On Fri, Mar 22, 2019 at 09:26:35AM -0700, Paul E. McKenney wrote:
> On Fri, Mar 22, 2019 at 11:50:49AM -0400, Joel Fernandes wrote:
> > On Fri, Mar 22, 2019 at 07:58:23AM -0700, Paul E. McKenney wrote:
> > [snip]
> > > > > >  #ifdef CONFIG_RCU_NOCB_CPU
> > > > > >  static cpumask_var_t rcu_nocb_mask; /* CPUs to have callbacks 
> > > > > > offloaded. */
> > > > > > @@ -94,6 +72,8 @@ static void __init 
> > > > > > rcu_bootup_announce_oddness(void)
> > > > > >             pr_info("\tRCU debug GP init slowdown %d jiffies.\n", 
> > > > > > gp_init_delay);
> > > > > >     if (gp_cleanup_delay)
> > > > > >             pr_info("\tRCU debug GP init slowdown %d jiffies.\n", 
> > > > > > gp_cleanup_delay);
> > > > > > +   if (!use_softirq)
> > > > > > +           pr_info("\tRCU_SOFTIRQ processing moved to rcuc 
> > > > > > kthreads.\n");
> > > > > >     if (IS_ENABLED(CONFIG_RCU_EQS_DEBUG))
> > > > > >             pr_info("\tRCU debug extended QS entry/exit.\n");
> > > > > >     rcupdate_announce_bootup_oddness();
> > > > > > @@ -629,7 +609,10 @@ static void rcu_read_unlock_special(struct 
> > > > > > task_struct *t)
> > > > > >             /* Need to defer quiescent state until everything is 
> > > > > > enabled. */
> > > > > >             if (irqs_were_disabled) {
> > > > > >                     /* Enabling irqs does not reschedule, so... */
> > > > > > -                   raise_softirq_irqoff(RCU_SOFTIRQ);
> > > > > > +                   if (!use_softirq)

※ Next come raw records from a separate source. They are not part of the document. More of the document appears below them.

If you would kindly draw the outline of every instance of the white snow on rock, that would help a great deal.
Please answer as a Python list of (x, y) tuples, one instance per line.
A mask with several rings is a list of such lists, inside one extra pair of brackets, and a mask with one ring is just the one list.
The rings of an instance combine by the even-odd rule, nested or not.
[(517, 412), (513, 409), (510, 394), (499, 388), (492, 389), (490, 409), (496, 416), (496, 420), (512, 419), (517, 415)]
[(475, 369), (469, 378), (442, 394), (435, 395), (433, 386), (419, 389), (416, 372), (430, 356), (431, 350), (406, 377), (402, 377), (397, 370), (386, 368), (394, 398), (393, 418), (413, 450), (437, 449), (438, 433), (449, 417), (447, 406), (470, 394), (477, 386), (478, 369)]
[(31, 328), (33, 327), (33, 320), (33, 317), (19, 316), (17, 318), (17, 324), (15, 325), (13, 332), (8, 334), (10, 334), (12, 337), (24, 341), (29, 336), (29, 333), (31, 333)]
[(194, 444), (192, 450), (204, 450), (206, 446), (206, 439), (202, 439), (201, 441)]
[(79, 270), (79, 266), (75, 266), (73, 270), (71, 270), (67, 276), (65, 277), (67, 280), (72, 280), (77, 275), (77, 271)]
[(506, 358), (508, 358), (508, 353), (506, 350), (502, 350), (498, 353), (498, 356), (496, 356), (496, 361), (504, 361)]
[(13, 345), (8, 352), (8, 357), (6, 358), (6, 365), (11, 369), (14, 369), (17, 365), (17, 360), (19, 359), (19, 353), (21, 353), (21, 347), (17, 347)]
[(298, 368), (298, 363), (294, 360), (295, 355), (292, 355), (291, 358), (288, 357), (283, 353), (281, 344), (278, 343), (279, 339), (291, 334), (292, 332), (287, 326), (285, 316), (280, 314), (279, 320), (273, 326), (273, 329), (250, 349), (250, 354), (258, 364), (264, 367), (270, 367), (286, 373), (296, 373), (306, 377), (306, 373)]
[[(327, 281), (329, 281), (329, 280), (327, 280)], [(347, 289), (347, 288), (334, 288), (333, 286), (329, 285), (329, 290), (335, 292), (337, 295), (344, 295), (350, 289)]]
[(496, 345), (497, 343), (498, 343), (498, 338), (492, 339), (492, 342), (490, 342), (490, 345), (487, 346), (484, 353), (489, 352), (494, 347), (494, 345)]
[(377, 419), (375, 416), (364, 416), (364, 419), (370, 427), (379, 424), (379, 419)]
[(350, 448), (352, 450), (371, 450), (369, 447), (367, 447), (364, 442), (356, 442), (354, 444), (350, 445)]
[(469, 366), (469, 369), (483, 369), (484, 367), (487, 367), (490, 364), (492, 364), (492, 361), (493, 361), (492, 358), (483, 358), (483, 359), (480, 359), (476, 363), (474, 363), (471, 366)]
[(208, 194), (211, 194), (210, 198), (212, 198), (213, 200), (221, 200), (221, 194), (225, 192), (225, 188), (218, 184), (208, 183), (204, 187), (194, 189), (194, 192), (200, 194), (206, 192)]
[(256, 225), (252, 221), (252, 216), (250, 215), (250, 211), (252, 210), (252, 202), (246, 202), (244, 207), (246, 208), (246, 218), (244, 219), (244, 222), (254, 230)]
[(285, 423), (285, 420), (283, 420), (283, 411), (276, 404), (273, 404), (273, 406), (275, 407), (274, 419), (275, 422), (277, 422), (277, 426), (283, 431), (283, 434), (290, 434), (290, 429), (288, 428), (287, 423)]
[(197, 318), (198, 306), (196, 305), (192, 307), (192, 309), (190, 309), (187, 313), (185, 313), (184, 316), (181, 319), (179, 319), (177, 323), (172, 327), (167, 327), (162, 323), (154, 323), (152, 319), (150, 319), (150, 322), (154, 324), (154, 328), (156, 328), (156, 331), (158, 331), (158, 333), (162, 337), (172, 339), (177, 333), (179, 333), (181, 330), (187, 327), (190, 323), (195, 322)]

> > > > > > +                           raise_softirq_irqoff(RCU_SOFTIRQ);
> > > > > > +                   else
> > > > > > +                           invoke_rcu_core();
> > > > > 
> > > > > This can result in deadlock.  This happens when the scheduler invokes
> > > > > rcu_read_unlock() with one of the rq or pi locks held, which means 
> > > > > that
> > > > > interrupts are disabled.  And it also means that the wakeup done in
> > > > > invoke_rcu_core() could go after the same rq or pi lock.
> > > > > 
> > > > > What we really need here is some way to make soemthing happen on this
> > > > > CPU just after interrupts are re-enabled.  Here are the options I see:
> > > > > 
> > > > > 1.    Do set_tsk_need_resched() and set_preempt_need_resched(),
> > > > >       just like in the "else" clause below.  This sort of works, but
> > > > >       relies on some later interrupt or similar to get things started.

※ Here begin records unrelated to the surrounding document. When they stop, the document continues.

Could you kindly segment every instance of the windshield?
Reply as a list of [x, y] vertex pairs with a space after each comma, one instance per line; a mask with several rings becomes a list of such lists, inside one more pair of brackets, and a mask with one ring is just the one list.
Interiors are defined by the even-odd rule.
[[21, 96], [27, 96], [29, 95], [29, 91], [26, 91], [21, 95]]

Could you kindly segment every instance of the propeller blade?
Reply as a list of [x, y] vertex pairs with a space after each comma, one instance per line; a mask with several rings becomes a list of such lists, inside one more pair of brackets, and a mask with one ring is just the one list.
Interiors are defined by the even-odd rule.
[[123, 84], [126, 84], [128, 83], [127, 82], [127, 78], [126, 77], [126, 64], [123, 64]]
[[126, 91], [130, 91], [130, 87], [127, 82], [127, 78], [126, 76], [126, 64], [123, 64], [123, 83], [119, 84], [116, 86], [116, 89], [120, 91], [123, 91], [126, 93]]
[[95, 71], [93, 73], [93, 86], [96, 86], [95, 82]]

> > > > >       This is just fine for normal grace periods, but not so much for
> > > > >       expedited grace periods.
> > > > > 
> > > > > 2.    IPI some other CPU and have it IPI us back.  Not such a good 
> > > > > plan
> > > > >       when running an SMP kernel on a single CPU.
> > > > > 
> > > > > 3.    Have a "stub" RCU_SOFTIRQ that contains only the following:
> > > > > 
> > > > >       /* Report any deferred quiescent states if preemption enabled. 
> > > > > */
> > > > >       if (!(preempt_count() & PREEMPT_MASK)) {
> > > > >               rcu_preempt_deferred_qs(current);
> > > > >       } else if (rcu_preempt_need_deferred_qs(current)) {
> > > > >               set_tsk_need_resched(current);
> > > > >               set_preempt_need_resched();
> > > > >       }
> > > > > 
> > > > > 4.    Except that raise_softirq_irqoff() could potentially have this
> > > > >       same problem if rcu_read_unlock() is invoked at process level
> > > > >       from the scheduler with either rq or pi locks held.  :-/
> > > > > 
> > > > >       Which raises the question "why aren't I seeing hangs and
> > > > >       lockdep splats?"
> > > > 
> > > > Interesting, could it be you're not seeing a hang in the regular case,
> > > > because enqueuing ksoftirqd on the same CPU as where the 
> > > > rcu_read_unlock is
> > > > happening is a rare event? First, ksoftirqd has to even be awakened in 
> > > > the
> > > > first place. On the other hand, with the new code the thread is always 
> > > > awaked
> > > > and is more likely to run into the issue you found?
> > > 
> > > No, in many cases, including the self-deadlock that showed up last night,
> > > raise_softirq_irqoff() will simply set a bit in a per-CPU variable.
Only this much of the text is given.